As you can see, there is no more #text nodes, but only type 1 nodes, which means XML_ELEMENT_NODE
, e.g. DOMElement
.
DOMElements 包含 DOMText 节点
一开始我说过,DOMElements
的值也是 DOMText
实例.但是在上面的输出中,它们无处可见.那是因为我们正在访问 nodeValue
属性,以字符串形式返回 DOMText
的值.我们可以很容易地证明该值是一个 DOMText
:
In the beginning I said, the values of DOMElements
are DOMText
instances too. But in the output above, they are nowhere to be seen. That's because we are accessing the nodeValue
property, which returns the value of the DOMText
as string.

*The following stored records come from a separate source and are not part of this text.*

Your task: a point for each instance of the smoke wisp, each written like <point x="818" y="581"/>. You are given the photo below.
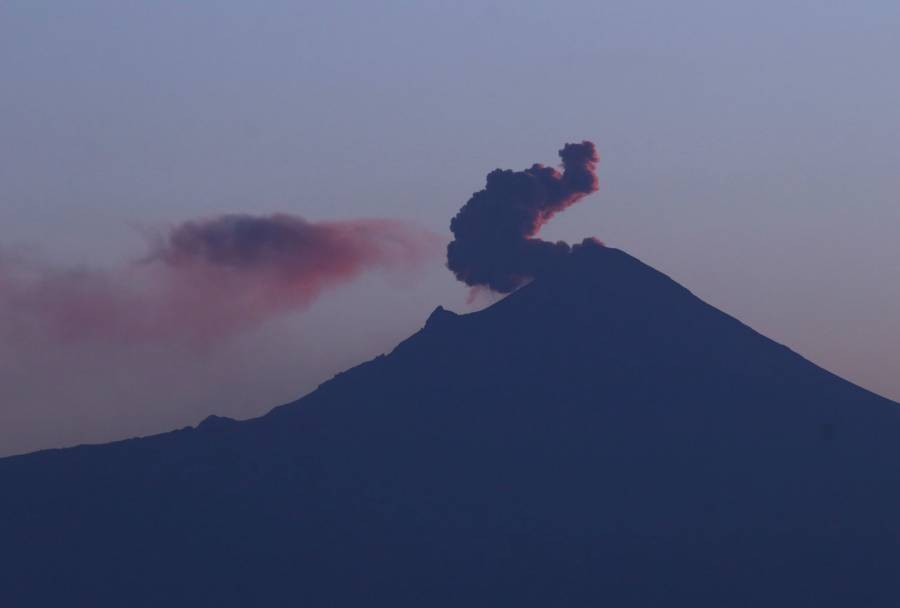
<point x="494" y="244"/>
<point x="205" y="279"/>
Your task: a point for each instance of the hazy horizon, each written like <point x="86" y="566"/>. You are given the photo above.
<point x="748" y="152"/>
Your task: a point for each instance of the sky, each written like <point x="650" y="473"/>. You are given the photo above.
<point x="748" y="150"/>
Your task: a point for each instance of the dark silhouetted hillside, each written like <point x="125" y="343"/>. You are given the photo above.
<point x="600" y="437"/>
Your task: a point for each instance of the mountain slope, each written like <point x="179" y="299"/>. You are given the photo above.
<point x="599" y="436"/>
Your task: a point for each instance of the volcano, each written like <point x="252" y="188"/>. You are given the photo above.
<point x="600" y="437"/>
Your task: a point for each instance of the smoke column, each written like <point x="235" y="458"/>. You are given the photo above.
<point x="494" y="244"/>
<point x="205" y="279"/>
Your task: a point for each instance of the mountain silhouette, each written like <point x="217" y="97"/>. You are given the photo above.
<point x="600" y="437"/>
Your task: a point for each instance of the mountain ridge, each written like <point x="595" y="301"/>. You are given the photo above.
<point x="601" y="434"/>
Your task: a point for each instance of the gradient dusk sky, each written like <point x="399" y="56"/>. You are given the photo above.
<point x="749" y="150"/>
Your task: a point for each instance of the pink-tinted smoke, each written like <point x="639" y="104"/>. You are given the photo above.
<point x="205" y="279"/>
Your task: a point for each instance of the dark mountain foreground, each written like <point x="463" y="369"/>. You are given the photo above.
<point x="601" y="437"/>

We can prove that the value is a DOMText
easily though:
$dom = new DOMDocument;
$dom->preserveWhiteSpace = FALSE;
$dom->loadXML($xml);
foreach ($dom->getElementsByTagName('telefon') as $telefon) {
$node = $telefon->firstChild->firstChild; // 1st child of model
printf(
"Name: %s - Type: %s - Value: %s
",
$node->nodeName,
$node->nodeType,
urlencode($node->nodeValue)
);
}
会输出
Name: #text - Type: 3 - Value: Easy+DB
Name: #text - Type: 3 - Value: 3310
Name: #text - Type: 3 - Value: GF768
Name: #text - Type: 3 - Value: Skeleton
Name: #text - Type: 3 - Value: Earl
这证明了 DOMElement
包含它作为 DOMText
的值并且 nodeValue
只是返回 DOMText的内容代码>直接.
And this proves a DOMElement
contains it's value as a DOMText
and nodeValue
is just returning the content of the DOMText
directly.
更多关于 nodeValue
事实上,nodeValue
足够智能,可以连接任何 DOMText
子项的内容:
In fact, nodeValue
is smart enough to concatenate the contents of any DOMText
children:
$dom = new DOMDocument;
$dom->loadXML('<root><p>Hello <em>World</em>!!!</p></root>');
$node = $dom->documentElement->firstChild; // p
printf(
"Name: %s - Type: %s - Value: %s
",
$node->nodeName,
$node->nodeType,
$node->nodeValue
);
会输出
Name: p - Type: 1 - Value: Hello World!!!
虽然这些确实是
DOMText "Hello"
DOMElement em with DOMText "World"
DOMText "!!!"
使用 XML DOM 打印 XML 文件的内容
要最终回答您的问题,请查看第一个测试代码.你需要的一切都在那里.当然,现在你也得到了其他很好的答案.
To finally answer your question, look at the first test code. Everything you need is in there. And of course by now you have been given fine other answers too.
这篇关于使用 XML DOM 打印 XML 文件的内容的文章就介绍到这了,希望我们推荐的答案对大家有所帮助,也希望大家多多支持IT屋!